# Fischer Woodstove Insert



## J&J (Oct 29, 2008)

Does anyone have any experience with Fischer wood stove inserts? My wife and I are looking at picking up a used one and thought I would ask here for thoughts.

John


----------



## idahofreedom (Nov 3, 2008)

Fisher stoves are great! They will hold a fire a long time and controlled.

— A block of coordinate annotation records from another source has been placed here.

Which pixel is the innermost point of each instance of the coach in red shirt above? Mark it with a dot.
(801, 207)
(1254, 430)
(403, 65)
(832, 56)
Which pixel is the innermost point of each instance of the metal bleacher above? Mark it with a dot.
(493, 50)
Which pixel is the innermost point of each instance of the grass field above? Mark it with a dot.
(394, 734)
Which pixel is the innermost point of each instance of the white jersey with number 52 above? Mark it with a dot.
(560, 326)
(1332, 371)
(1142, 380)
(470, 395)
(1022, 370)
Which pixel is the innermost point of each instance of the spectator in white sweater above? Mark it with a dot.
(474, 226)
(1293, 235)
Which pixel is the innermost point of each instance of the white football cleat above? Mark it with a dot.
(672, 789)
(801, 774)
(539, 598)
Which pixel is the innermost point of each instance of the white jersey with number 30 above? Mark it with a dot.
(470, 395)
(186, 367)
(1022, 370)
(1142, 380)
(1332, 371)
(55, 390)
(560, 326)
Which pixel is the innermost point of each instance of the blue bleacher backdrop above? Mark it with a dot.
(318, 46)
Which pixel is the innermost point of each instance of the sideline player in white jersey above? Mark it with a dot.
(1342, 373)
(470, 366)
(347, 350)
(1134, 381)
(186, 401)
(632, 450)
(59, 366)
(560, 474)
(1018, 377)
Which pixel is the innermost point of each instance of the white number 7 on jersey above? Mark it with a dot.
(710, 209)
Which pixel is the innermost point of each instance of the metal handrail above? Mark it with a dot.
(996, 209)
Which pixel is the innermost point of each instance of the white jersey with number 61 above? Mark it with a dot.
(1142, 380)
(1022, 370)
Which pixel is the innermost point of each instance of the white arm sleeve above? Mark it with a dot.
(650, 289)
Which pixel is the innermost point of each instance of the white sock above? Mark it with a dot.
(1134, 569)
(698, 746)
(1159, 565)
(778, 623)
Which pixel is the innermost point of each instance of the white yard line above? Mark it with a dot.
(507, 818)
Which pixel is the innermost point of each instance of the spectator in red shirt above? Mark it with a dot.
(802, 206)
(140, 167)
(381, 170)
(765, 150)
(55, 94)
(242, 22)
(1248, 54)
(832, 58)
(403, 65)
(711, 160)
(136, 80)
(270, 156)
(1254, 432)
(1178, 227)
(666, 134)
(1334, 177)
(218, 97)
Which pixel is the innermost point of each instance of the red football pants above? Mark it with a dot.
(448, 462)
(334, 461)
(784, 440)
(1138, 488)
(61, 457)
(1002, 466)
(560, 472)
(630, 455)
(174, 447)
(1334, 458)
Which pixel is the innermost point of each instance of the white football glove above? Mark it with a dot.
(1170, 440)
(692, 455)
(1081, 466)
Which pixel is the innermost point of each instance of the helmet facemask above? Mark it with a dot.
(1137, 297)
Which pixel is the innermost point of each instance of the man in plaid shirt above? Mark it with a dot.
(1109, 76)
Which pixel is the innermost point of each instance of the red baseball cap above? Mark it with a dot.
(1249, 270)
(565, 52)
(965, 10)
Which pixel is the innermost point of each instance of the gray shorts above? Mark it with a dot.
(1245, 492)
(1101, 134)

I have a free standing "Mama Bear" stove in my basement and we had one when I was growing up. They are not quite as efficient as the newer catalytic wood stoves built today, but they were a "top of the line" stove in their day.


----------



## longjohn (Jan 28, 2011)

J&J said:


> Does anyone have any experience with Fischer wood stove inserts? My wife and I are looking at picking up a used one and thought I would ask here for thoughts.
> 
> John


Does it have the ability to have a blower? We had a Timberline insert and it was sweet , but due to being a large fireplace we lost a lot of heat.http://woodburnfireplace.com/wp-content/uploads/timberline_wood_stove1.jpg
this link shows a pic of one like ours, the doors both wide open ,had a screen that fie very snug giving a safe open fireplace feel, i always saved some cherry knots and chunks for Christmas day. The fire would roar and pop and crackle, i can smell the cherry now ( oh sorry got carried away)..........good luck


----------